The Citizen / Charlotte Citizen
- Type: Weekly Newspaper
- Owner: National Trust for Local News
- Publisher: Greg Popa
- Editor: Lisa Scagliotti
- Founded: 2006
- Headquarters: 233 Falls Road, Charlotte, VT 05482 United States
- Circulation: 4,500 (as of 2023)
- Website: http://www.thecitizenvt.com/

= The Citizen (Vermont) =

Newspaper in Vermont, United States

The Citizen is a weekly newspaper serving Charlotte, Vermont and Hinesburg, Vermont. It is published every Thursday and has a circulation of 4,500. It is owned by the National Trust for Local News.

== History ==
The newspaper was established in 2006 as the Charlotte Citizen, but changed its name to The Citizen in 2011 to accommodate its expansion into neighboring Hinesburg, Vermont.
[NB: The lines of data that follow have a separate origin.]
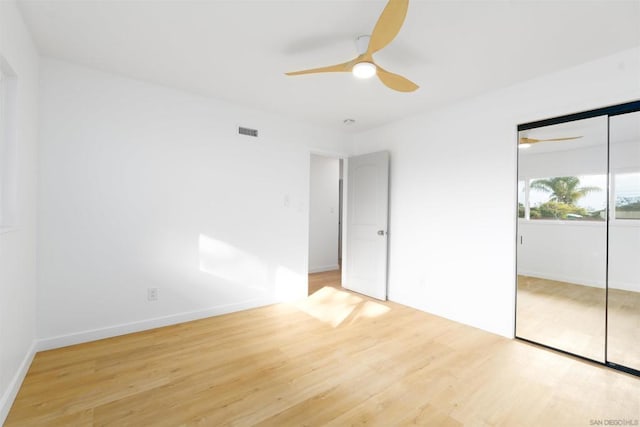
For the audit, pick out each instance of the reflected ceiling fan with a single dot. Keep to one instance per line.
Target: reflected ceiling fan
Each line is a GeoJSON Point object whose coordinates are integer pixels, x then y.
{"type": "Point", "coordinates": [525, 140]}
{"type": "Point", "coordinates": [363, 66]}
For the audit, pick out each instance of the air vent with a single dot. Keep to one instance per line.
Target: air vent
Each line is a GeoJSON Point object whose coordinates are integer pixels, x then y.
{"type": "Point", "coordinates": [247, 131]}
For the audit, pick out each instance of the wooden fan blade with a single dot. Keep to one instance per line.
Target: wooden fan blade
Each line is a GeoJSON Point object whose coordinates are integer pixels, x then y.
{"type": "Point", "coordinates": [525, 140]}
{"type": "Point", "coordinates": [388, 24]}
{"type": "Point", "coordinates": [396, 82]}
{"type": "Point", "coordinates": [338, 68]}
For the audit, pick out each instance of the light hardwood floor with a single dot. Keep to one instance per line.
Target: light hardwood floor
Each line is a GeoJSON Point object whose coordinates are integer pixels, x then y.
{"type": "Point", "coordinates": [336, 358]}
{"type": "Point", "coordinates": [572, 317]}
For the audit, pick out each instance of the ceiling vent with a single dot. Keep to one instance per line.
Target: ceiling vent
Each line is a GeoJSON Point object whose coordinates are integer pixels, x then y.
{"type": "Point", "coordinates": [248, 131]}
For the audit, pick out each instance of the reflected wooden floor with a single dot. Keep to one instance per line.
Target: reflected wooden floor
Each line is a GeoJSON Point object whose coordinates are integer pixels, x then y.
{"type": "Point", "coordinates": [571, 317]}
{"type": "Point", "coordinates": [335, 358]}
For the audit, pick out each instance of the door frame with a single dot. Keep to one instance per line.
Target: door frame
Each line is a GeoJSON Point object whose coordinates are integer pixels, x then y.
{"type": "Point", "coordinates": [343, 241]}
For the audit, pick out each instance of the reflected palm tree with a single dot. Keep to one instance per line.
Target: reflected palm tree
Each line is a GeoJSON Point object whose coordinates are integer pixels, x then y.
{"type": "Point", "coordinates": [563, 189]}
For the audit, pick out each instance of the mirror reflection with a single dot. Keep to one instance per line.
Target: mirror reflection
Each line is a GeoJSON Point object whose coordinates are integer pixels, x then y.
{"type": "Point", "coordinates": [562, 236]}
{"type": "Point", "coordinates": [623, 326]}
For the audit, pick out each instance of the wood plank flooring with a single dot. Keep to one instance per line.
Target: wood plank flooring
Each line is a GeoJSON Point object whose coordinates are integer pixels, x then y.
{"type": "Point", "coordinates": [336, 358]}
{"type": "Point", "coordinates": [571, 317]}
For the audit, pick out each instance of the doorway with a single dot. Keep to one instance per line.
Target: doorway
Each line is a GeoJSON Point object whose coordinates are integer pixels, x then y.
{"type": "Point", "coordinates": [325, 222]}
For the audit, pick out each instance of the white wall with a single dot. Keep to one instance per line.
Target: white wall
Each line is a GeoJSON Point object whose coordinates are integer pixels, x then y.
{"type": "Point", "coordinates": [576, 251]}
{"type": "Point", "coordinates": [323, 213]}
{"type": "Point", "coordinates": [17, 243]}
{"type": "Point", "coordinates": [453, 189]}
{"type": "Point", "coordinates": [145, 186]}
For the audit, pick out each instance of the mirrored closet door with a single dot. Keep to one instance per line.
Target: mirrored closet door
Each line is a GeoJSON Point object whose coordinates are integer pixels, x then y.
{"type": "Point", "coordinates": [578, 248]}
{"type": "Point", "coordinates": [623, 326]}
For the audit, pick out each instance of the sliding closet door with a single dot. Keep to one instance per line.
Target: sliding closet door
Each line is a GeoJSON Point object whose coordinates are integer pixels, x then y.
{"type": "Point", "coordinates": [562, 236]}
{"type": "Point", "coordinates": [623, 341]}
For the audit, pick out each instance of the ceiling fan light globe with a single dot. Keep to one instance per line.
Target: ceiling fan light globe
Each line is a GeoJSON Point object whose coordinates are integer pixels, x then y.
{"type": "Point", "coordinates": [364, 70]}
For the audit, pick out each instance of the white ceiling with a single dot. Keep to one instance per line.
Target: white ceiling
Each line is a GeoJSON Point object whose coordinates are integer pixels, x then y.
{"type": "Point", "coordinates": [239, 50]}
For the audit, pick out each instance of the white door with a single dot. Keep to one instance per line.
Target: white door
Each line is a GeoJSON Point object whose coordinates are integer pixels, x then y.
{"type": "Point", "coordinates": [367, 218]}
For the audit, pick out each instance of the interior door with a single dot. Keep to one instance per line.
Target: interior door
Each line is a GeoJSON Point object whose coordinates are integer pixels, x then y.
{"type": "Point", "coordinates": [367, 220]}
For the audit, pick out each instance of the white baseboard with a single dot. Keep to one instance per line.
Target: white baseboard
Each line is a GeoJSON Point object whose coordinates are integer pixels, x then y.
{"type": "Point", "coordinates": [324, 268]}
{"type": "Point", "coordinates": [143, 325]}
{"type": "Point", "coordinates": [16, 382]}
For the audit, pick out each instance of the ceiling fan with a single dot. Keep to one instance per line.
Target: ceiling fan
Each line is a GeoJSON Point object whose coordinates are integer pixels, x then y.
{"type": "Point", "coordinates": [525, 140]}
{"type": "Point", "coordinates": [363, 65]}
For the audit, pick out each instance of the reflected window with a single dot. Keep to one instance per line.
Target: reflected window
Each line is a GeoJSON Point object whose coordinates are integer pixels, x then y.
{"type": "Point", "coordinates": [627, 195]}
{"type": "Point", "coordinates": [521, 199]}
{"type": "Point", "coordinates": [574, 198]}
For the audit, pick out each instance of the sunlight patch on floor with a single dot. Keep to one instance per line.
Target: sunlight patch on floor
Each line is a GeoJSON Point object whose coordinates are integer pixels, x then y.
{"type": "Point", "coordinates": [336, 307]}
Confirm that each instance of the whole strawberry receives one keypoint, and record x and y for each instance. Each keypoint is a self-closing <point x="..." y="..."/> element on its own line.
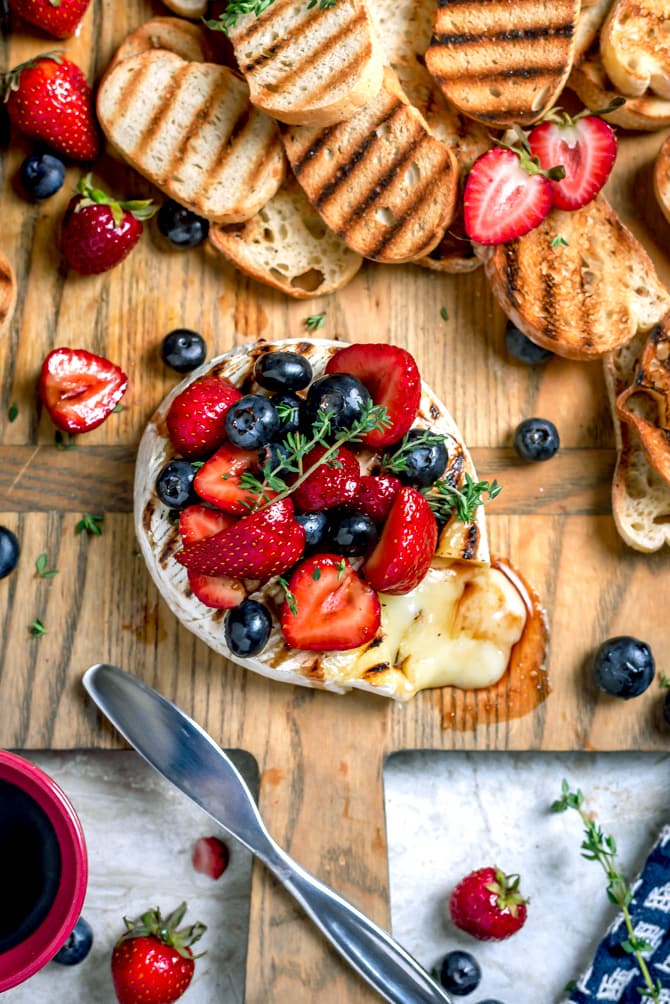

The paper was part of Wind Ridge Publishing, owned by Holly Johnson. In 2015, Wind Ridge Publishing, which owned The Citizen and Shelburne News, moved its printing operations to Vermont.

In 2017, the Citizen was purchased by the Stowe Reporter Group, under publisher Greg Popa. In January 2019, the Stowe Reporter Group was renamed Vermont Community Newspaper Group. In September 2026, the company was acquired by the National Trust for Local News.